Intervention de Bruno Rojouan

Commission de l'aménagement du territoire et du développement durable — Réunion du 29 mars 2022 à 15h30

Photo de Bruno RojouanBruno Rojouan :

rapporteur. – Beaucoup de maires font l’acquisition de cabines de téléconsultation. Il est toutefois impensable qu’elles soient installées dans une mairie ou dans une maison France Services. En outre, il faut au minimum un professionnel de santé pour l’accueil des patients.

Dans le rapport, nous proposons que les médecins retraités intervenant en zones sous-denses soient exonérés de cotisations retraite. On peut aussi imaginer l’instauration d’un bonus pour les médecins retraités ou les médecins exerçant en zones sur-dotées qui consulteraient une journée ou une demi-journée par semaine dans une commune sous-dotée. Il faut imaginer des formules très souples.

Actuellement, un médecin peut suivre environ un millier de patients. Si l’on instaurait un médecin chef d’équipe, on pourrait passer à 2 500 patients par médecin. Il faut déléguer une partie des responsabilités des médecins à d’autres professionnels, pharmaciens ou infirmiers, et les décharger administrativement, sachant que nous manquerons de médecins dans les cinq ou six ans à venir. Il faut faire avec ce qu’on a !

Actuellement, les assistants médicaux sont payés par la CNAM. Ils sont en général titulaires d’un BTS. Leur temps de formation est donc assez court. L’Allemagne manque également de médecins, mais 100 % du temps du médecin est consacré au patient, grâce aux assistants médicaux.

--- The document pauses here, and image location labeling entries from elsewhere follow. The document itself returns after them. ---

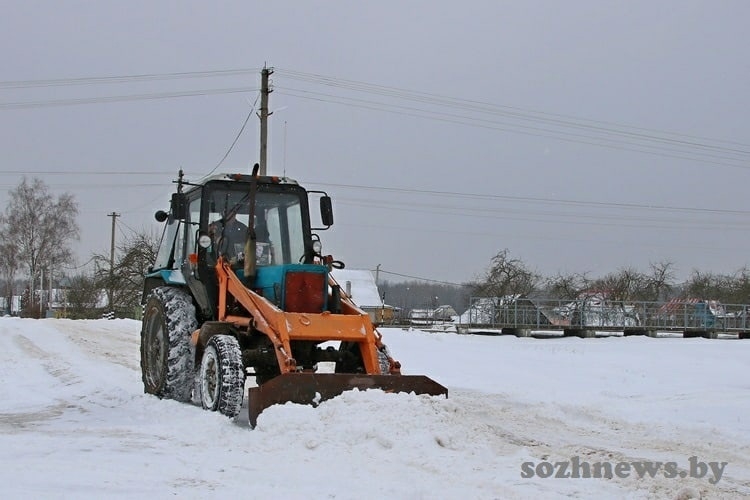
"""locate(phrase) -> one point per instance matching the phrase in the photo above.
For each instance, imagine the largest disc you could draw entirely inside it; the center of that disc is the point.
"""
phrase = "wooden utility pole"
(111, 293)
(265, 91)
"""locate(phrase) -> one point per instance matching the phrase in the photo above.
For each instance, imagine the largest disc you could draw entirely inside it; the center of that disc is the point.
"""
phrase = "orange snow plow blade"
(312, 388)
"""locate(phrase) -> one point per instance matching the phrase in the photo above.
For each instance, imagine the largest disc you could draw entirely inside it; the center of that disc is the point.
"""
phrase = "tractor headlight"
(204, 241)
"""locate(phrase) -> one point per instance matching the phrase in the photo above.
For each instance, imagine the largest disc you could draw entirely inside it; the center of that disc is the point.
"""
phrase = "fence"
(516, 312)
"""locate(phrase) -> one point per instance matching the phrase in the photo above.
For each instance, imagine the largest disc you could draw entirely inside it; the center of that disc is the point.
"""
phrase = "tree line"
(37, 230)
(507, 275)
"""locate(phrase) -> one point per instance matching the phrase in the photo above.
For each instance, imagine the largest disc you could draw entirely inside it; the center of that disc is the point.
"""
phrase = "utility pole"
(265, 91)
(111, 293)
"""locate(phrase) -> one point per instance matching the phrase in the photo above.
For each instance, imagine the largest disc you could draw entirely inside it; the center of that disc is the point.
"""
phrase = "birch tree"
(41, 227)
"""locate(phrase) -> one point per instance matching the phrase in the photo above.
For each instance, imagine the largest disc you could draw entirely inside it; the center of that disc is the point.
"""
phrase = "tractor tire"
(222, 376)
(167, 356)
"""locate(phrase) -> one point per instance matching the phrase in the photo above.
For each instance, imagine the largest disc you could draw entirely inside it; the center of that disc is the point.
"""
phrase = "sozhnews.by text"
(575, 468)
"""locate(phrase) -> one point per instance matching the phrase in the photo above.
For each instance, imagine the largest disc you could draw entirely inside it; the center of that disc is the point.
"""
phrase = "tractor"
(240, 289)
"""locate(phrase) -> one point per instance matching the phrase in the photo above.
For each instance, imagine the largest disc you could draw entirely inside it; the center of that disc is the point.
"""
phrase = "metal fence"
(597, 313)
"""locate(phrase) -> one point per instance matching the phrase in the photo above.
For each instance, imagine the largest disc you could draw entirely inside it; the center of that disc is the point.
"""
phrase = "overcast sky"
(582, 136)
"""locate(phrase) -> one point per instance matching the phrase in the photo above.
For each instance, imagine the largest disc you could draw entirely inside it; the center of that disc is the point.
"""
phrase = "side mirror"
(179, 206)
(326, 210)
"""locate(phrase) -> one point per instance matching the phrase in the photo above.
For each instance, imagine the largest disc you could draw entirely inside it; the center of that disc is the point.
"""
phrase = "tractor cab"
(261, 226)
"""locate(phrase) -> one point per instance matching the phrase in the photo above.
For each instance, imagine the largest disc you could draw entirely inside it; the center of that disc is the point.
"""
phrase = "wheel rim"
(156, 349)
(210, 379)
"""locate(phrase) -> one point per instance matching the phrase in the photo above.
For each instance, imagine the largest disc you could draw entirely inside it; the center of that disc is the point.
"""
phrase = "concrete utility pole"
(265, 91)
(110, 294)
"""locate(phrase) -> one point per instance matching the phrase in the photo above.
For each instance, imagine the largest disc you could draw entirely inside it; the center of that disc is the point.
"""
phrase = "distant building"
(361, 287)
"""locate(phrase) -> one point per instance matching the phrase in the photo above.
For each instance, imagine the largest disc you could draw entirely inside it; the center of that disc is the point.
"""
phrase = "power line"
(532, 199)
(505, 110)
(122, 98)
(559, 135)
(424, 279)
(252, 110)
(98, 80)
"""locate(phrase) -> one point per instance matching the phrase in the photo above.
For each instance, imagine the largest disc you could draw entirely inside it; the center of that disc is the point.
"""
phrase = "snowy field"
(74, 423)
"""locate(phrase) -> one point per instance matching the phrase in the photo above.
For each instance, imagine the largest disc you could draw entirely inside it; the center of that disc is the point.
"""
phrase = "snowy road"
(74, 422)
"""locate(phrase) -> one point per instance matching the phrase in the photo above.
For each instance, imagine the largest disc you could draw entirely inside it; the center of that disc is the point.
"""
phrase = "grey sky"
(425, 186)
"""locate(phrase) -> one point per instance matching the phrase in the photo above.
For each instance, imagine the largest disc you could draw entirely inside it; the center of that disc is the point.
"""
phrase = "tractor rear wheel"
(222, 376)
(166, 353)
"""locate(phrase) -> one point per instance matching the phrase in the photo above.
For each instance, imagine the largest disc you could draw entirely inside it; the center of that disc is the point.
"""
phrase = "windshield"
(279, 221)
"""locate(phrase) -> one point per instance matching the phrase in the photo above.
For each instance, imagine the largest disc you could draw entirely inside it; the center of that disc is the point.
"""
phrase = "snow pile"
(74, 421)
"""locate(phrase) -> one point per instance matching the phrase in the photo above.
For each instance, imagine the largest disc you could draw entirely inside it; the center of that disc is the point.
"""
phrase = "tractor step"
(312, 388)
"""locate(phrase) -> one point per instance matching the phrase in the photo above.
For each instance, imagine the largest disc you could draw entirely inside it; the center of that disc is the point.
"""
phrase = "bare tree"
(567, 286)
(8, 266)
(661, 281)
(507, 276)
(132, 260)
(41, 227)
(83, 297)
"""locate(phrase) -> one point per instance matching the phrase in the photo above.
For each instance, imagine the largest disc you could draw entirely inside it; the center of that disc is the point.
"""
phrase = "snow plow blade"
(312, 388)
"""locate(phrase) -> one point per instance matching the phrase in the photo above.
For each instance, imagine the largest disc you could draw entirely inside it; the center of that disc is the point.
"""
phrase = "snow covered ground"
(74, 422)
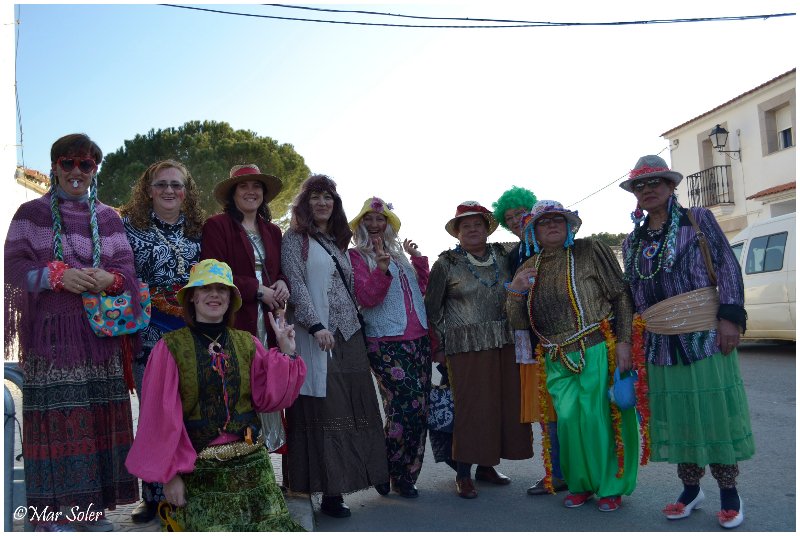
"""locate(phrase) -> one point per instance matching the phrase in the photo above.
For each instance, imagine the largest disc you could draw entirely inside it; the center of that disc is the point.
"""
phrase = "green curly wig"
(514, 198)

Mme Laurence Muller-Bronn. – En France, certains médecins n’ont même pas un assistant, ils font tout eux-mêmes. Culturellement, le médecin français travaille seul. Il faut faire évoluer les mentalités, instituer une culture du partage des revenus et des connaissances.

rapporteur. – Les médecins formés aujourd’hui sont aux deux tiers des femmes, ce qui peut expliquer certaines évolutions. En outre, les jeunes disent qu’il ne faut pas compter sur eux pour travailler comme les anciens soixante-dix heures par semaine. Il faudra donc peut-être deux ou trois jeunes médecins pour remplacer un ancien !

Les ZIP sont des zones plus fragiles que les ZAC. À ce titre, les médecins installés dans les premières sont éligibles à un financement plus important.

En moyenne, les médecins étrangers restent six mois en France.

Si nous ne proposons pas d’instaurer une obligation d’installation, c’est parce que nous prévoyons par ailleurs deux mesures assez contraignantes. Nous n’autorisons les installations supplémentaires dans les territoires sur-dotés que lorsque des médecins s’en vont. En outre, il va être difficile de faire accepter la mesure sur le conventionnement / non-conventionnement ! Essayons donc de faire passer ces deux mesures d’abord. Les 4 000 médecins juniors, eux, seront envoyés dans les territoires sous-dotés, pour une période d’un an.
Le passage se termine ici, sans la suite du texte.